27.12.2014 | 00:34 Uhr |

Apple verzichtet auf Rohstoffe aus Konfliktregionen, Greenpeace lobt +++ „Der Mac wird niemals sterben“ – Phil Schiller, Craig Federighi und Bud Tribble im Gespräch +++ Satya Nadella wird neuer Microsoft-Chef +++ Apple muss Kartellwächter behalten +++ Icahn gibt Forderung nach mehr Aktienrückkäufen auf

Apple verzichtet auf Rohstoffe aus Konfliktregionen

Apple versichert in der im Februar veröffentlichten 2014er-Ausgabe seines Supplier Responsibility Reports , keine Mineralien aus Konfliktregionen wie dem Osten Kongos zu beziehen. Die dortigen Minen, in denen Erze wie Tantalit und Coltan unter unwürdigen Bedingungen geschürft werden, stehen unter Kontrolle von Bürgerkriegsmilizen, die sich mit den Einnahmen finanzieren. Die U S-Börsenaufsicht SEC zwingt Unternehmen seit 2012 dazu, ihre Quellen für Tantal offen zu legen. Apple hat nach eigenen Angaben die komplette Lieferkette von unabhängigen Gutachtern zertifizieren lassen und kann für konfliktfreies Material garantieren. Ein wenig komplizierter gestaltet sich die Situation bei anderen Rohstoffen wie Zinn. Wie Apple in dem Bericht darlegt, konnte noch kein lückenloser Nachweis über die gesamte Lieferkette gelingen, dass etwa kein Zinn aus Minen auf der indonesischen Insel Bangka stamme. Im Sommer 2013 hatte Apple eine entsprechende Untersuchung in die Wege geleitet . Der Mac-Hersteller versichert jedoch, alle seine Zulieferer zu einer lückenlosen Dokumentation zu drängen. Im Falle der Tantal-Lieferanten ist es Apple gelungen, sie zur Zusammenarbeit mit unabhängigen Prüfern zu zwingen, erklärt Apples Senior Vice President of Operations Jeff Williams dem Wall Street Journal .

In den letzten Jahren legte Apple in dem Report vor allem auf Arbeitsbedingungen bei seinen Zulieferern wert und legte immer wieder Fälle von Verstößen offen. Zulieferbetriebe, die sich etwa nicht an das Verbot von Kinderarbeit halten oder ihre Arbeiter zu übermäßigen Überstunden zwingen, droht Apple mit Kündigung der Geschäftsbeziehungen.

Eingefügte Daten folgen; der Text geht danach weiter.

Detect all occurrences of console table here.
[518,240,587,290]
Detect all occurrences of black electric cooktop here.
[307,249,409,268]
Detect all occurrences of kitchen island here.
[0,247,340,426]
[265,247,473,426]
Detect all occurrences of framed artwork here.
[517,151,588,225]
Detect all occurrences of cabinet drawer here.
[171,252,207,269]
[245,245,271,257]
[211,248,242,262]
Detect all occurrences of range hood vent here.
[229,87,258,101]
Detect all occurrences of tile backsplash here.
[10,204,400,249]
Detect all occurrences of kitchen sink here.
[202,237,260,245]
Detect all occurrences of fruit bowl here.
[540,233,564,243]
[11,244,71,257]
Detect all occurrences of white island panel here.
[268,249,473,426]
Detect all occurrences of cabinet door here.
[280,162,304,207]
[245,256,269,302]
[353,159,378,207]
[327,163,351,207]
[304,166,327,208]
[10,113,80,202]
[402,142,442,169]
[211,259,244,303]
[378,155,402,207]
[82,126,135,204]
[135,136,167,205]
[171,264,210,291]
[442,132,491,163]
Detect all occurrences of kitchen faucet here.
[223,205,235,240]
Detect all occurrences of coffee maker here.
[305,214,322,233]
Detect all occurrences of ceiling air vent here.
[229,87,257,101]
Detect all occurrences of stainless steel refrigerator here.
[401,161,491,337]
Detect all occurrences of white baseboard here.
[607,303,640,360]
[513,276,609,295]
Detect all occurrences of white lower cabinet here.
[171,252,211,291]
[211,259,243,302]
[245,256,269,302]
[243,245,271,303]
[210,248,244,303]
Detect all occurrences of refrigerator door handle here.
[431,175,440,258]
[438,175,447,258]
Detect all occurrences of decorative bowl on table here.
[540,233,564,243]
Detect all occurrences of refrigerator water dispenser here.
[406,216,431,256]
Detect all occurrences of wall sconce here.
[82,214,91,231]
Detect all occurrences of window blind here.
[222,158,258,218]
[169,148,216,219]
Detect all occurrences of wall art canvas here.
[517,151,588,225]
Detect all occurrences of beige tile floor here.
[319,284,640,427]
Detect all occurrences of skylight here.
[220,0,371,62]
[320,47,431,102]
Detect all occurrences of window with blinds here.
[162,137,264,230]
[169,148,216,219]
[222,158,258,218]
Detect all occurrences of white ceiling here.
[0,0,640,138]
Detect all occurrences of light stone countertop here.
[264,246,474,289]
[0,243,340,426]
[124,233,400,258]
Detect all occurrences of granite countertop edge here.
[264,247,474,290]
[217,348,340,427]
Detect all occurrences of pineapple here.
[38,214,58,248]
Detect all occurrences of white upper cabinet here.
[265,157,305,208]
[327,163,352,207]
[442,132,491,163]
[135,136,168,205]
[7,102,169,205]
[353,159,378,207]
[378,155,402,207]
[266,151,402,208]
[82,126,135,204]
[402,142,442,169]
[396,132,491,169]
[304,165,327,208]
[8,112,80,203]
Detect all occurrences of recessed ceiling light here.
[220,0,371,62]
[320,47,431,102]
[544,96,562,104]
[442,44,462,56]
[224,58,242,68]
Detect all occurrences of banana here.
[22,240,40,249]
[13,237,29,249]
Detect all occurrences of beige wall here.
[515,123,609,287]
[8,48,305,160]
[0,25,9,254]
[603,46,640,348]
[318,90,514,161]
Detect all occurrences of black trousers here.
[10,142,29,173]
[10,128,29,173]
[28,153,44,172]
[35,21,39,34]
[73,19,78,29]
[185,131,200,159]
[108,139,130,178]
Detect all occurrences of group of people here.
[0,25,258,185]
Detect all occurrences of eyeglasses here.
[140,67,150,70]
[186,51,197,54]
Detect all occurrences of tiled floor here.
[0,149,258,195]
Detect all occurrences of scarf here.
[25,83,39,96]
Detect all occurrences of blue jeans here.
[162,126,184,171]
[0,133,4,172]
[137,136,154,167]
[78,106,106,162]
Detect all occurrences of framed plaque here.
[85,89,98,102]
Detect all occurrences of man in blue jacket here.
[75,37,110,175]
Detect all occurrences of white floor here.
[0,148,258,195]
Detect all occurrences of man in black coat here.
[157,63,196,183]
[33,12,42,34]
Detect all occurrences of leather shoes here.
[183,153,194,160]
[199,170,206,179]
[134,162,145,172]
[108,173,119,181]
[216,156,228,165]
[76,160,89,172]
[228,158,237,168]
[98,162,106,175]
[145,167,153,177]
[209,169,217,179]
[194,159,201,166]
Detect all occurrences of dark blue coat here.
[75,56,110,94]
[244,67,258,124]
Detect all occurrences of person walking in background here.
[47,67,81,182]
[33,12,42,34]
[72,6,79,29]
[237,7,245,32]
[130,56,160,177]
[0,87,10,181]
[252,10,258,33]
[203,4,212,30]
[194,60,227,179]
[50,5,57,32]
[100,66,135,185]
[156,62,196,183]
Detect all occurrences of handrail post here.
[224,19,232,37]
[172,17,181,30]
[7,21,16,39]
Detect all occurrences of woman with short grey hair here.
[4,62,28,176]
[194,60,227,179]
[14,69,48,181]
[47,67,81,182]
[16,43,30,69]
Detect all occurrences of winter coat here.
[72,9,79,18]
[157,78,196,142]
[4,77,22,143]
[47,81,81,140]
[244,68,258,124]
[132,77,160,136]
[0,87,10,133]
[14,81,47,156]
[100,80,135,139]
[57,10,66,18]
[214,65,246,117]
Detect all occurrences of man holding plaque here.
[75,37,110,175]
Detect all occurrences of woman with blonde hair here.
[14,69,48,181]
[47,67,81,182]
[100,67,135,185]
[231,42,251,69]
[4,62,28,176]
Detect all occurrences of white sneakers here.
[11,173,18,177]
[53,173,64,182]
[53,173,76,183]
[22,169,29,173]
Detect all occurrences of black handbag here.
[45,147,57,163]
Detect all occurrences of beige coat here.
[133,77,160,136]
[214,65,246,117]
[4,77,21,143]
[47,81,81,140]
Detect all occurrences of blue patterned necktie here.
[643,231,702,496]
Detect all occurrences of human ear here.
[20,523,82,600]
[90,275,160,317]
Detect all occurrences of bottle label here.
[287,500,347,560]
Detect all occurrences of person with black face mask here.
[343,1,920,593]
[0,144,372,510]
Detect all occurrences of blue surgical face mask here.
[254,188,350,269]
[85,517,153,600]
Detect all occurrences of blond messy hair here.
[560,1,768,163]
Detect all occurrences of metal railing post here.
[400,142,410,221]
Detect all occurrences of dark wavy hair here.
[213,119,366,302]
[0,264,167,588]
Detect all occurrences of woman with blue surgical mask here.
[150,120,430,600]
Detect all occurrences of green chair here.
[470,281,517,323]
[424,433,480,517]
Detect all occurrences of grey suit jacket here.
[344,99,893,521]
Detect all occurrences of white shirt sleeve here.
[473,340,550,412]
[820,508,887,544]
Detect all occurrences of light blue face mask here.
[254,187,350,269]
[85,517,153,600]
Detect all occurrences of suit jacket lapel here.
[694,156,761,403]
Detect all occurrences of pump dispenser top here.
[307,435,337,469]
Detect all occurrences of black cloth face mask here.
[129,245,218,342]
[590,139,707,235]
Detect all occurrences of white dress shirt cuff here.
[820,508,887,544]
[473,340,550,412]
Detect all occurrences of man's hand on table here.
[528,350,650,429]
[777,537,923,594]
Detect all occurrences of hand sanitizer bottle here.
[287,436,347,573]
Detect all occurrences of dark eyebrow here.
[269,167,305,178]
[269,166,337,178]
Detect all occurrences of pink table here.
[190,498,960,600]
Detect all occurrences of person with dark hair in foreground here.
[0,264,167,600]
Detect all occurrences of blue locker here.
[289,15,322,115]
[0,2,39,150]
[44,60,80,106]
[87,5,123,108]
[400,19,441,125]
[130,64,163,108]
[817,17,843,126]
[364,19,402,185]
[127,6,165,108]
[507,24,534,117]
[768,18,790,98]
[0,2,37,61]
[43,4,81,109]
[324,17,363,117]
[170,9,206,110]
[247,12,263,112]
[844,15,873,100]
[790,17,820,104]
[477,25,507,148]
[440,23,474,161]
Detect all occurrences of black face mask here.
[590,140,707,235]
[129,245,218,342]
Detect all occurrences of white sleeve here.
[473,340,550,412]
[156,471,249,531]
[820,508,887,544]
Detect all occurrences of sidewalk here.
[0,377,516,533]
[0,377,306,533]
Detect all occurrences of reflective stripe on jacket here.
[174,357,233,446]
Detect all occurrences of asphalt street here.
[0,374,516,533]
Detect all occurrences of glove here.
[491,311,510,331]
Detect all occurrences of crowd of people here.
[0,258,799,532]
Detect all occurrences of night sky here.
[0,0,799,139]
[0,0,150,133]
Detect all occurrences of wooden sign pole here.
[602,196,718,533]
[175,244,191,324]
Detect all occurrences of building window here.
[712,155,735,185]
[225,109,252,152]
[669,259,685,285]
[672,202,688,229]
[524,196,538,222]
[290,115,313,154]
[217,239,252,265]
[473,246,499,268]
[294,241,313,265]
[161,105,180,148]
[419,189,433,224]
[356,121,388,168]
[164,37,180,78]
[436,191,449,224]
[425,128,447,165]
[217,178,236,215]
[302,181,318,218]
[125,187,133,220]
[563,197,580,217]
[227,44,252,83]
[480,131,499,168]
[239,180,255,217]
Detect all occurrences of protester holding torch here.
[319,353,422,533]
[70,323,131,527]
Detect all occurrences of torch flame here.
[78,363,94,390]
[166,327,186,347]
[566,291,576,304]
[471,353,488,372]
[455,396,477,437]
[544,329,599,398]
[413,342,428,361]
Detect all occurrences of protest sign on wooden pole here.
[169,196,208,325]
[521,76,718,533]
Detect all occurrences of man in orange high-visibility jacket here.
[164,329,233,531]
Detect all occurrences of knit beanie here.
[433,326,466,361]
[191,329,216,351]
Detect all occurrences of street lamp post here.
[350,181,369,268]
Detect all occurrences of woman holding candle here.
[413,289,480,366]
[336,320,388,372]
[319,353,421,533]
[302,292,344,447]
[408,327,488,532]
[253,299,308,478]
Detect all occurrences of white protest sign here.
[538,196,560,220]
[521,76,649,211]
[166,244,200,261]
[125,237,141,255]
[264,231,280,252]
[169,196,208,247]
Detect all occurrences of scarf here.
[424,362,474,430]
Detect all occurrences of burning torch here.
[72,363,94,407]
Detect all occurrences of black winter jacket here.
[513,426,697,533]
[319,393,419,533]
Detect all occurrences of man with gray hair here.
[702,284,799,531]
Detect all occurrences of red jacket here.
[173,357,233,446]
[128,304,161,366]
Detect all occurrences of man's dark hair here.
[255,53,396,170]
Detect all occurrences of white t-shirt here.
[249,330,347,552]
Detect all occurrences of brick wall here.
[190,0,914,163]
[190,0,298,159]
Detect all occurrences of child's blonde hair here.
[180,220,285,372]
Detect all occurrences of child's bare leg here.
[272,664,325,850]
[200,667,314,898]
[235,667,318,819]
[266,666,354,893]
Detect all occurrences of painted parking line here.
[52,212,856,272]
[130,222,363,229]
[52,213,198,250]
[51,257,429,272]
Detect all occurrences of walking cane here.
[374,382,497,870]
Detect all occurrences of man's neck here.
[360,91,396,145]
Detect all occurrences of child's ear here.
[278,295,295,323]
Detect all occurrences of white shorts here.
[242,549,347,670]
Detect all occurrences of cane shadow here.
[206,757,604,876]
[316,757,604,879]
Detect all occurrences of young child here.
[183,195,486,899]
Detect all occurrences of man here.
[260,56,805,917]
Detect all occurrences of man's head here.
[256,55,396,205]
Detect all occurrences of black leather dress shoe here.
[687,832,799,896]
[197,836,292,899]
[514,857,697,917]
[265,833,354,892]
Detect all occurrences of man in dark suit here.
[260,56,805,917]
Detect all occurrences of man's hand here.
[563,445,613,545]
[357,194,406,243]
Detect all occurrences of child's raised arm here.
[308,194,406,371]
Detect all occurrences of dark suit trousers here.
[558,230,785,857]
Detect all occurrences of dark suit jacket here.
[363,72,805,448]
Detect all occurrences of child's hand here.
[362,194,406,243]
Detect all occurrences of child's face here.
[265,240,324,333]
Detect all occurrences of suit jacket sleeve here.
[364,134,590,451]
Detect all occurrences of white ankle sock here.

Apple berichtet zudem von einer Akademie, die in einem 18-monatigem Curriculum Arbeiter über Umwelt, Gesundheit und Sicherheit schult. Der Mac-Hersteller dränge zudem 13 seiner Fabriken dazu, große Mengen des verbrauchten Wassers wieder aufzubereiten - pro Jahr würden 41 Millionen Kubikmeter gebraucht.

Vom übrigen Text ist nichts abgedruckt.